Stratified K-fold and variables assignment

In [None]:
#random_state: Using an int will produce the same results across different calls. 
kf = StratifiedKFold(n_splits=5, random_state=5, shuffle=True)

#Defining the number of estimators
n_estimators = np.arange(10, 110, 10)
print(n_estimators)

#Defining the base estimator
base_estimator=Perceptron()
print(base_estimator)

**Run the classifier pool**

In [15]:
def run_ensemble(pool_classifiers, X, y, oracle="deslib"):
  score = []
  oracle_score = []

  for train_index, test_index in kf.split(X, y):
    X_train, X_test = X[train_index], X[test_index]
    y_train, y_test = y[train_index], y[test_index]

    pool_classifiers.fit(X_train, y_train)

    if oracle == "RS":
      #Oracle Random Subspace 
      y_pred = pool_classifiers.predict(X_test)    
      score.append(accuracy_score(y_test, y_pred))
      oracle_score.append(Oracle_RS(pool_classifiers, X_test, y_test))
      
    elif oracle == "RLO": 
      # Oracle from RLO      
      while True:
        try:
          pool_classifiers.fit(X_train, y_train)
          preds, y_pred,error = pool_classifiers.predict(X_test, y_test)    
          score.append(accuracy_score(y_test, np.array(y_pred.T)))   
          break
        except:
            continue
        break   
      oracle_score.append(pool_classifiers.Oracle_score(X_test, y_test))    

    else: 
      # Oracle from deslib
      y_pred = pool_classifiers.predict(X_test) 
      score.append(accuracy_score(y_test, y_pred))

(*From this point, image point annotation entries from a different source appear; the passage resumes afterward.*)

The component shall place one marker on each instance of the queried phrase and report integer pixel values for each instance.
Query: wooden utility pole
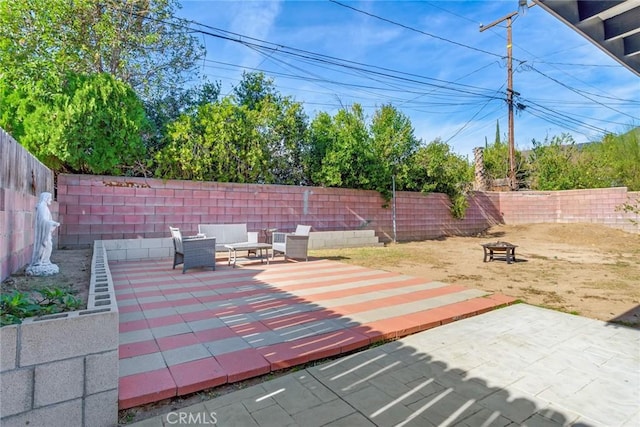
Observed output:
(512, 161)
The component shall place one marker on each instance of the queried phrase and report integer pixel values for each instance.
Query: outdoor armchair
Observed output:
(193, 251)
(292, 245)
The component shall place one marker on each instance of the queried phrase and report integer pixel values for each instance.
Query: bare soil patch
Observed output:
(585, 269)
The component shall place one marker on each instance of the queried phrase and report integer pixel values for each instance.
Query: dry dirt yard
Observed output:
(585, 269)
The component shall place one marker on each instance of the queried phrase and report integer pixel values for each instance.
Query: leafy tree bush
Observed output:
(16, 305)
(434, 168)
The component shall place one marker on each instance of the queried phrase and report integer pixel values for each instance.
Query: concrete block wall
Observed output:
(62, 369)
(600, 206)
(108, 208)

      oracle = Oracle(pool_classifiers).fit(X_train, y_train)

      oracle_score.append(oracle.score(X_test, y_test))

  return score, oracle_score

**Oracle from RS**

In [16]:
# This function is from https://github.com/amorimlb/Doc_MCS/blob/main/Exercicio1/ex1.ipynb
def Oracle_RS(clf, X_test, y_test):
    X_test = pd.DataFrame(X_test)
    base_models = clf.estimators_
    base_models_feats = clf.estimators_features_

    base_models_preds = []
    for i in range(len(base_models)):
        #selecting only the columns used for the ith base model.
        X_test_subspace = X_test.iloc[:,base_models_feats[i]] 
        y_pred = base_models[i].predict(X_test_subspace)
        base_models_preds.append(y_pred)

    oracle_hits = []
    for i in range(len(y_test)):
        oracle_hit = 0
        for j in range(len(base_models_preds)):
            if base_models_preds[j][i] == y_test[i]:
                oracle_hit = 1
                break
        oracle_hits.append(oracle_hit)

    oracle_score = np.sum(oracle_hits)/len(oracle_hits)

    return oracle_score

**Bagging**

In [17]:
# Defining a dataframe to salve the results 
df_result = pd.DataFrame(columns = ['Model', 'Dataset', 'n_estimators', 'Score_mean','Score_std', 'Oracle_mean', 'Oracle_std'])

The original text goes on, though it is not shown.